Remember YOU’RE the one person who can set yourself back.  I’ll still keep trying myself, and hope that I have the privilege & opportunity to make another film.  But don’t forget to live also.  Go out with friends, fall in love, and do things that make you happy.  Don’t be all too consumed by being that filmmaker.  If you have the itch go scratch it.  Start making films with your phone.  Don’t underestimate yourself.   I’ve taught young children how to tell stories, and they seem naturally gifted in doing so.  Especially in todays world where media dominates a lot of their lives.  I’ve taught kids for 10 to 20 minutes, and they figured out how to put clips together and create a story from those clips.  The hardest thing is to teach what is the idea or subject you want to convey.  I have had teenagers ask me what should I talk about or do?  I’ve given them the same answer always and that is to write what YOU know.  What is it that you are passionate about? Let it flow from what interests you.  Again when you invest in your passions an idea is born, and from there it’s off to the races.  We are conditioned to emulate Hollywood, and TV, but it doesn’t have to be that way.  I find that in young children, and in teenagers the norms are challenged, and if you show them other works unlike what they see in mass media they really get excited about their ideas.  It’s also a great way to learn collaboration which filmmaking is.  So no matter your age, or where you come from you should not feel inhibited by your ideas.  Experiment, and play with different forms and different media.  I really believe that we are on the cusp of a breakthrough in media, and it is not only technology that is driving this but the different ways we use and see media now.
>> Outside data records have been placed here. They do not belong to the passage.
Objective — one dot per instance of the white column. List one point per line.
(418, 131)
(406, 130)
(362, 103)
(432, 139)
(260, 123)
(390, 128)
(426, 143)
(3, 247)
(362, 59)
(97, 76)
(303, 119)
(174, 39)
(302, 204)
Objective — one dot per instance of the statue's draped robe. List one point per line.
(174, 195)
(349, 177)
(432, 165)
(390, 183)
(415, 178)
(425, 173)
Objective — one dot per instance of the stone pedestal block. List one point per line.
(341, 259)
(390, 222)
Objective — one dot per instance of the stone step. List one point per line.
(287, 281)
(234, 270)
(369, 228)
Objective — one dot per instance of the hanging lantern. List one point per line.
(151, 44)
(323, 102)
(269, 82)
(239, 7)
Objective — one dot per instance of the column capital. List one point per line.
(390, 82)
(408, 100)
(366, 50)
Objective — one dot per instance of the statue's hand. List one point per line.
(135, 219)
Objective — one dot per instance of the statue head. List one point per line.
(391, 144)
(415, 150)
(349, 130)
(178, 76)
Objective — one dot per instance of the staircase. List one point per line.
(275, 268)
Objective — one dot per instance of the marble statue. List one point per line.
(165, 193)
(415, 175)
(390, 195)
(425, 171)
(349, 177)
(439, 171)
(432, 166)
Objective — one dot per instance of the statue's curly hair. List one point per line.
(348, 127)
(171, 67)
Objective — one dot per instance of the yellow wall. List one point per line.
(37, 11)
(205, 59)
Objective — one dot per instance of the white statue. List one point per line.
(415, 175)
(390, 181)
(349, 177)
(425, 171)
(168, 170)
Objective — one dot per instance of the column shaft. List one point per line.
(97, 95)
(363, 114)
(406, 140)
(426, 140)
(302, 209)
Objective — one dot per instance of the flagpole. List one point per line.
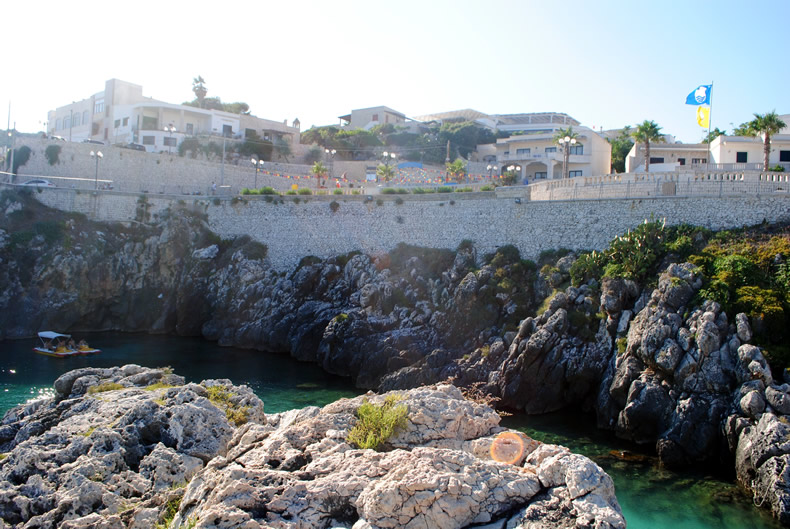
(710, 119)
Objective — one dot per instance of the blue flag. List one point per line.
(700, 95)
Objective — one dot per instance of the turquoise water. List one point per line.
(651, 497)
(279, 380)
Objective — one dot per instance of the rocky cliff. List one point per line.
(132, 447)
(656, 366)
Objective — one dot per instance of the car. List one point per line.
(39, 182)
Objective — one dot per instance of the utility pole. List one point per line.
(446, 161)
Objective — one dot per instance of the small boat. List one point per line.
(60, 345)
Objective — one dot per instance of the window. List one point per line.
(149, 123)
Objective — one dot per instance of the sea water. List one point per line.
(651, 497)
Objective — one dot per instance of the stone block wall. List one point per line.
(294, 227)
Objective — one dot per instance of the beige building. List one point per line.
(532, 149)
(666, 156)
(367, 118)
(121, 114)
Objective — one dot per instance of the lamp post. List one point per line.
(331, 154)
(98, 155)
(170, 129)
(566, 143)
(514, 169)
(258, 167)
(387, 157)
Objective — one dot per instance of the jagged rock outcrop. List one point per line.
(131, 447)
(299, 471)
(114, 446)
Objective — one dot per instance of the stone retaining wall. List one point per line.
(294, 229)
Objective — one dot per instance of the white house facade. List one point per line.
(121, 114)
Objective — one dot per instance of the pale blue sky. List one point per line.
(606, 63)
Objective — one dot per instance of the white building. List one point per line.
(531, 147)
(121, 114)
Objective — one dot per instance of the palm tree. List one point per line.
(199, 87)
(320, 171)
(565, 138)
(646, 132)
(765, 125)
(385, 172)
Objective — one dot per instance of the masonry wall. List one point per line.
(293, 230)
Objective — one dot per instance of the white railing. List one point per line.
(646, 185)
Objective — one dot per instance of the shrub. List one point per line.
(221, 397)
(376, 424)
(106, 386)
(52, 154)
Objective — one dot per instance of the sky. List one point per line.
(605, 63)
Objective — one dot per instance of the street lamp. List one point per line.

I keep on coming back to what Francis Coppola said about moviemaking:

Now go on and start being that new Mozart of filmmaking like Mr. Coppola says.  He believes it, and so do I.

Rebel Without a Crew & Clerks….

The thing that crystalized me into making my own feature was reading the book “Rebel without a Crew” by Robert Rodriquez and the release of “Clerks” directed by Kevin Smith.  I had been trying to get a film together for some time, but I ran into resistance, and non-compliance by some.  So I decided that I had to go my own way and do my own thing.  Others were certainly doing it, and reading Rodriquez’s book was inspiring, and it set my soul on fire.  You would think that after reading so many books on filmmaking I would get inspired.  Rick Schmidt’s books certainly did that, but I wanted to make films of a different nature.  I was always drawn to B movies and I thought I could write something along those lines.  My favorite author was and still is Jim Thompson.  Thompson is the author of such novels as “The Killer inside me“, The Grifters“, “A Hell of a Women” and “The Getaway”.  These are all novels that were turned into films.  Some were successful, but to me it never came close to the true essence of a Thompson novel.  The closest was “The Getaway” with Steve McQueen and Ali McGraw not the remake with Alec Baldwin and Kim Basinger.  Not that I totally disliked the film, but the original was a lot closer to the novel, and it was directed by Sam Peckinpah who got it right.  So I figured I try and write something like that, and it was no surprise that I loved the film “Blood Simple” by the Coen Brothers.  I looked for articles, and interviews when the film “Blood Simple” came out. It was the Coen Brothers I was trying to emulate, yet I did not have the budget they had, so of course my attention was drawn both to Rodriguez and Smith two creators I felt I had something in common with, and that was no money.

Can I say that I saw “Clerks” a total of three times in the theater.  I thought it was brilliant, and I reveled in seeing someone make a Black & white comedy.  Eat your heart out Woody Allen I thought.  I read everything there was on the making of “Clerks”.  I can thank “Moviemaker” magazine for their coverage of the film.  They even printed a budget for the film which again I looked at and studied.  What both movies had was that they were made by people with a passion for moviemaking, and a desire to get it done without any excuses.  It was then that I set off to write, plan and execute my own film.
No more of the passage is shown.